Template parameters enable creating multiple versions of infrastructure from a single template:

"parameters": {
  "environmentName": {
    "type": "string",
    "allowedValues": ["dev", "staging", "production"]
  },
  "vmSize": {
    "type": "string",
    "defaultValue": "Standard_B2s"
  }
}

Benefits:

  • Environment flexibility: Use the same template for development (small VMs) and production (large VMs).

  • Cost optimization: Pass different SKUs or sizes based on environment requirements.

  • Reduced duplication: Maintain one template instead of separate files per environment.

  • Modular and linkable templates

You can link templates together to create modular, reusable components:

  • Small, focused templates: Create templates for specific resources (networking, storage, compute).

  • Composition: Combine small templates into complete solutions.

  • Reusability: Share common components across multiple projects.

  • Maintainability: Update one module and all dependent deployments benefit.

  • Simplified orchestration

Deploy all resources with a single command:

az deployment group create \
  --resource-group myResourceGroup \
  --template-file main.json \
  --parameters @parameters.json

What happens:

  • Resource Manager analyzes all resources and dependencies.
  • Creates resources in parallel where possible.
  • Handles any deployment errors and provides detailed logs.
  • Returns when all resources are deployed successfully.

Azure Quickstart Templates

Azure Quickstart Templates provide a community-driven library of ready-to-use templates for common deployment scenarios. This open-source repository offers:

  • Hundreds of templates: Pre-built solutions for web apps, databases, virtual machines, networking, and more.
  • Best practices: Templates follow Azure recommendations and security guidelines.
  • Learning resource: Study how experienced developers structure their infrastructure code.
  • Customization starting point: Download templates and adapt them to your specific requirements.

Example use cases:

  • Deploy a WordPress site with Azure App Service and MySQL.
  • Create a Kubernetes cluster with AKS (Azure Kubernetes Service).
  • Set up a data analytics pipeline with Azure Data Factory.

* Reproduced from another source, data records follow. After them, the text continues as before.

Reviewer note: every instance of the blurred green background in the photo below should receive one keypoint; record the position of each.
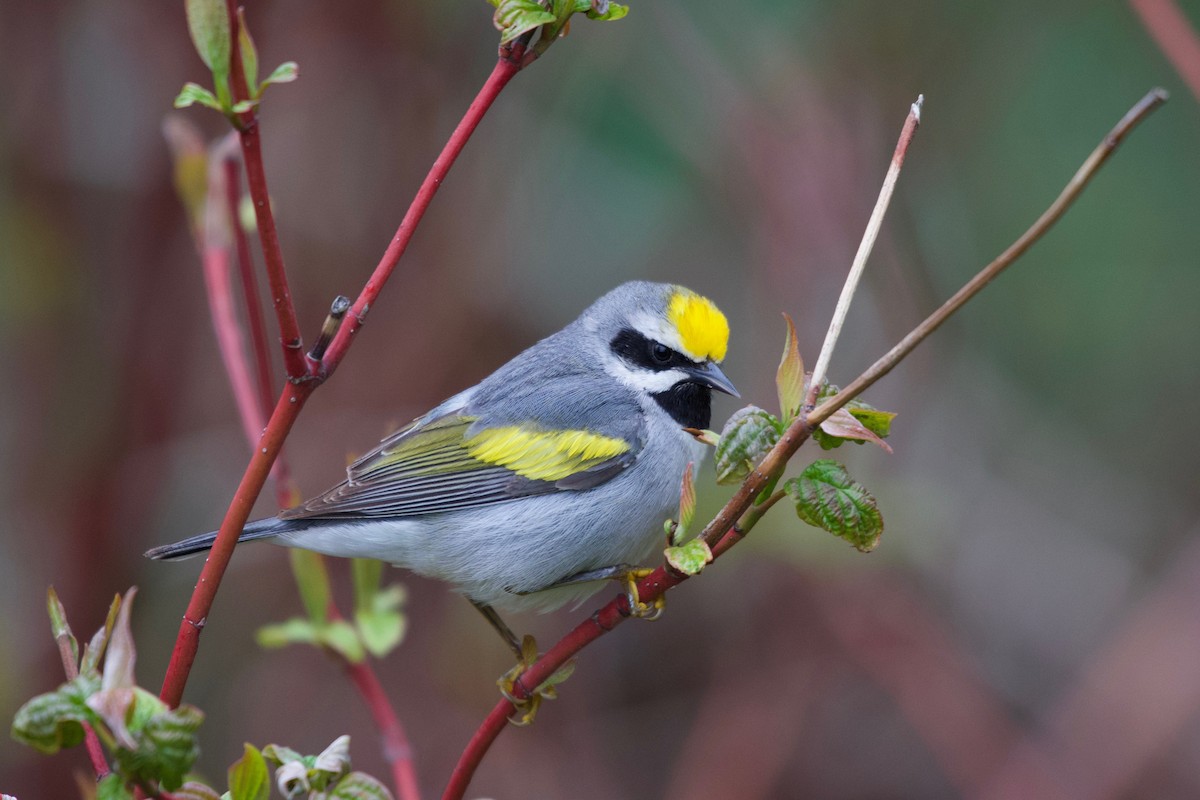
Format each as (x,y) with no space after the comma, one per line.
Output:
(1030,625)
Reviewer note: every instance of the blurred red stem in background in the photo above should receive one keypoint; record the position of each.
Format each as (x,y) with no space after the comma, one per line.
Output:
(723,533)
(1175,37)
(295,394)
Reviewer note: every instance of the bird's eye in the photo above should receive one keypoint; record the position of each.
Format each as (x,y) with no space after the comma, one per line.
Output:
(660,353)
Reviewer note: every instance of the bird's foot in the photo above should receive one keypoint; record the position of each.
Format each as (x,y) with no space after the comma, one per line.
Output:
(527,702)
(651,611)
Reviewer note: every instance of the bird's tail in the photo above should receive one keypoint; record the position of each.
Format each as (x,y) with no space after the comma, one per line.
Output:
(193,545)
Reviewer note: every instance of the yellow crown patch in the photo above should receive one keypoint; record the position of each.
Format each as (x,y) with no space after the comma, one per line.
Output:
(702,328)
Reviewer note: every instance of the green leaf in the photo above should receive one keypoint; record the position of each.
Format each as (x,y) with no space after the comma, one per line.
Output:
(193,92)
(748,437)
(605,11)
(249,52)
(514,18)
(59,626)
(382,625)
(121,653)
(286,72)
(94,650)
(827,497)
(249,776)
(790,376)
(366,576)
(293,631)
(873,419)
(196,791)
(112,787)
(689,558)
(52,721)
(312,579)
(172,735)
(341,637)
(209,25)
(360,786)
(843,425)
(279,755)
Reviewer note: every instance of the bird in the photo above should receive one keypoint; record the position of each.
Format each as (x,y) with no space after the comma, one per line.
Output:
(556,471)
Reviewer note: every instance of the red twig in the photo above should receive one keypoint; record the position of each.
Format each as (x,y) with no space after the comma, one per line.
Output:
(297,394)
(256,180)
(507,66)
(721,533)
(396,749)
(1175,36)
(189,639)
(229,343)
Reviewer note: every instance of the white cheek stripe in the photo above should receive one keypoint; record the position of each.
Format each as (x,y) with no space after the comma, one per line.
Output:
(658,330)
(642,380)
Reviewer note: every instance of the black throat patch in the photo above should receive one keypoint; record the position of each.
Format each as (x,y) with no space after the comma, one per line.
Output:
(689,403)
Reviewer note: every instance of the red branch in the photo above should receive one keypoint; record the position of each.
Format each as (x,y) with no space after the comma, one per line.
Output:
(396,749)
(256,179)
(249,289)
(723,533)
(294,395)
(1175,36)
(508,65)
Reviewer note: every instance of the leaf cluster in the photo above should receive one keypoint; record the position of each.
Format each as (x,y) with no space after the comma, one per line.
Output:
(208,22)
(550,19)
(825,495)
(378,624)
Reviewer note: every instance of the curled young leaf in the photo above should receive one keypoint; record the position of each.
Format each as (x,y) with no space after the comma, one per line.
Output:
(689,558)
(790,376)
(827,497)
(249,777)
(208,22)
(748,437)
(59,626)
(53,721)
(312,579)
(121,653)
(193,92)
(514,18)
(844,425)
(687,501)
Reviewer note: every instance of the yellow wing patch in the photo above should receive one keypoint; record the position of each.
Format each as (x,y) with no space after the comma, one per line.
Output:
(544,455)
(702,328)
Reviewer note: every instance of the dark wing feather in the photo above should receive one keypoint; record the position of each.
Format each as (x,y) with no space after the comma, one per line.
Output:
(427,468)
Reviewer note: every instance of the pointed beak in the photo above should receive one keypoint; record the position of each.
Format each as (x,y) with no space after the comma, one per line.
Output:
(709,374)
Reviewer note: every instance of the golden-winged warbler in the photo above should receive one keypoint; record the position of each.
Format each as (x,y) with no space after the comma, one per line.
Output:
(562,464)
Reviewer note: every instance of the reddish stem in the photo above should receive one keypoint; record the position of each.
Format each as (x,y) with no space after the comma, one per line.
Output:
(507,66)
(295,394)
(253,425)
(229,342)
(256,180)
(723,533)
(1170,28)
(249,288)
(252,481)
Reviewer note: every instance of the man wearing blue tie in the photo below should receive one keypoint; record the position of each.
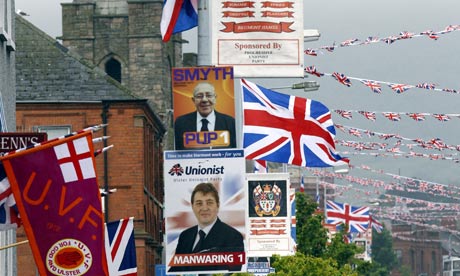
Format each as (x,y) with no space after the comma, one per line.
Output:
(205,118)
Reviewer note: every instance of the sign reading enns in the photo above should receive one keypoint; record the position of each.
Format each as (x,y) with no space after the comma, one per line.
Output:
(16,140)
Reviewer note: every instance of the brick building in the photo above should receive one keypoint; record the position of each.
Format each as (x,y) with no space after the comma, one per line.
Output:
(418,248)
(59,92)
(123,38)
(7,110)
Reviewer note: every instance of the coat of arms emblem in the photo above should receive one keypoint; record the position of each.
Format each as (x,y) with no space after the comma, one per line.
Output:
(267,198)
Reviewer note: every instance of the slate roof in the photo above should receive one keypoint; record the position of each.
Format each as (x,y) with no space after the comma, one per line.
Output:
(48,71)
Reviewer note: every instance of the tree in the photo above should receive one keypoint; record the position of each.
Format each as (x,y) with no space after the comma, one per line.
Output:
(302,265)
(382,249)
(311,235)
(342,252)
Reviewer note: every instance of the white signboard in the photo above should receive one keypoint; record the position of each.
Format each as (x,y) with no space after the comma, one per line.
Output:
(205,191)
(258,38)
(268,220)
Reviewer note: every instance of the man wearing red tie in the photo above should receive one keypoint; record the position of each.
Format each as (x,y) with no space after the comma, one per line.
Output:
(211,235)
(205,118)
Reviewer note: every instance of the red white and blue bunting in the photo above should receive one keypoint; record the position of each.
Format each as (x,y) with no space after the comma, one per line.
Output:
(404,35)
(376,85)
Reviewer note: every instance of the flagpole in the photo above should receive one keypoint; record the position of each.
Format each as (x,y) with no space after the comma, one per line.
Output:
(13,244)
(204,38)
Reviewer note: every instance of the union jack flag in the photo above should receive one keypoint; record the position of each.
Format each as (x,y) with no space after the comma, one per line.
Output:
(390,39)
(374,86)
(293,216)
(437,143)
(399,88)
(342,79)
(369,115)
(372,39)
(344,113)
(449,90)
(312,70)
(429,86)
(120,249)
(430,34)
(329,48)
(357,218)
(448,29)
(260,166)
(417,116)
(392,116)
(406,35)
(355,132)
(311,52)
(349,42)
(287,129)
(441,117)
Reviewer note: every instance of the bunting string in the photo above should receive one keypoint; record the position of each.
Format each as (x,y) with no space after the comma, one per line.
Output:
(446,211)
(376,85)
(396,116)
(404,35)
(434,143)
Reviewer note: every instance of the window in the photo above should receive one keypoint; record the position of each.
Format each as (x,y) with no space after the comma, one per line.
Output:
(113,69)
(53,131)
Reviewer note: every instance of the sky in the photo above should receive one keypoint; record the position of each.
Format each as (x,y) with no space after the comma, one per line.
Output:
(410,61)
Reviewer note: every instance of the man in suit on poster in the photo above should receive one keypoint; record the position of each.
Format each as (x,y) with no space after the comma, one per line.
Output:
(205,118)
(211,234)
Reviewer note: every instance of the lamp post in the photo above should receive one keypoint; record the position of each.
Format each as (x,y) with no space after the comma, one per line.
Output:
(307,86)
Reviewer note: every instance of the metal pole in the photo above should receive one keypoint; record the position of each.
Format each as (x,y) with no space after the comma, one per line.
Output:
(204,38)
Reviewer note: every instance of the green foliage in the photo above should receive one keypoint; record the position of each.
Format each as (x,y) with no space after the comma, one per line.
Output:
(302,265)
(342,252)
(311,235)
(382,249)
(316,256)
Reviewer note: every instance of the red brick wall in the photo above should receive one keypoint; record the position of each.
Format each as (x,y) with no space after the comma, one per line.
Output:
(127,124)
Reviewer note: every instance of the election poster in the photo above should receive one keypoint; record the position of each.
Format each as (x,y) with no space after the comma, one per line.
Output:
(258,38)
(268,219)
(205,204)
(204,108)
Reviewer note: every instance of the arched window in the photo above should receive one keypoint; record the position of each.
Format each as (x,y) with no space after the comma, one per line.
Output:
(113,69)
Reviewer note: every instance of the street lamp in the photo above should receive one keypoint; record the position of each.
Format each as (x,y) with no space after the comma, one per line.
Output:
(307,86)
(310,35)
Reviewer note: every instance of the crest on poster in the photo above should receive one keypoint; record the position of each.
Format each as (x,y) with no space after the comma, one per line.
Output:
(267,199)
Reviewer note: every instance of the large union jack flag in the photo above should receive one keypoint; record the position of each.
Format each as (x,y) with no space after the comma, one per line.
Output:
(287,129)
(120,248)
(357,218)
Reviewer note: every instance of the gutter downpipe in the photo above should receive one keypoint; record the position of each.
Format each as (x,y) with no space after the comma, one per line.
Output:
(105,110)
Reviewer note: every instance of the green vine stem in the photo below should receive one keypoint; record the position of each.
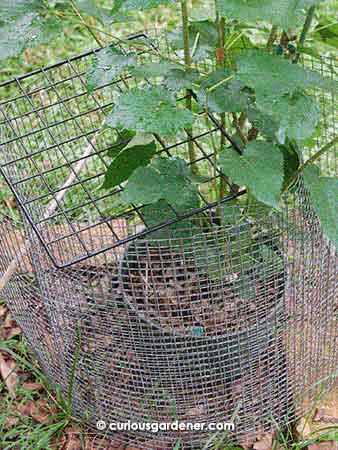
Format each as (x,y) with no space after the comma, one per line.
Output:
(88,27)
(220,22)
(305,30)
(272,38)
(188,63)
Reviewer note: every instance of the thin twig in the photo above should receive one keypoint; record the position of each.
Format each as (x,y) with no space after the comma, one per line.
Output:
(311,160)
(89,28)
(51,208)
(272,38)
(220,22)
(305,30)
(188,63)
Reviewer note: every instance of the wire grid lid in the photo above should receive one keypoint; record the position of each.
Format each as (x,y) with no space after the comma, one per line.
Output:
(53,148)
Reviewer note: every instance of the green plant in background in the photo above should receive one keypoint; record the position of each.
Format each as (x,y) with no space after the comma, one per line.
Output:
(260,89)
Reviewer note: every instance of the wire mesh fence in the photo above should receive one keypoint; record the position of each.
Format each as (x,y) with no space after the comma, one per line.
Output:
(172,321)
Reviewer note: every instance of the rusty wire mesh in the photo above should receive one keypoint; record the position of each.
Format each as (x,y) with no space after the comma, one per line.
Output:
(237,323)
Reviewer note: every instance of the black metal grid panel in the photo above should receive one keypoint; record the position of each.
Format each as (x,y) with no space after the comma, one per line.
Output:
(49,127)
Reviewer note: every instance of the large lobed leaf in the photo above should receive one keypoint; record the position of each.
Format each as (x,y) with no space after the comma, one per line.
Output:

Access the library: Azure Quickstart Templates on GitHub

Bicep: Modern ARM template alternative

While this module focuses on JSON ARM templates, it's important to know about Bicep, a domain-specific language for defining Azure infrastructure:

  • Cleaner syntax: Bicep provides simpler, more readable syntax compared to JSON.
  • Same capabilities: Bicep compiles to ARM templates, so you get all ARM features.
  • Better tooling: Enhanced IDE support with IntelliSense and validation.
  • Native Azure support: Fully supported by Microsoft as the recommended IaC language.

Example comparison:

// Bicep syntax (cleaner)
resource storageAccount 'Microsoft.Storage/storageAccounts@2021-02-01' = {
  name: 'mystorageaccount'
  location: 'eastus'
  sku: {
    name: 'Standard_LRS'
  }
  kind: 'StorageV2'
}
// Equivalent JSON ARM template
{
  "type": "Microsoft.Storage/storageAccounts",
  "apiVersion": "2021-02-01",
  "name": "mystorageaccount",
  "location": "eastus",
  "sku": {
    "name": "Standard_LRS"
  },
  "kind": "StorageV2"
}

When to use Bicep: For new projects, consider Bicep as your primary IaC language. For existing ARM templates, you can convert them to Bicep using the az bicep decompile command.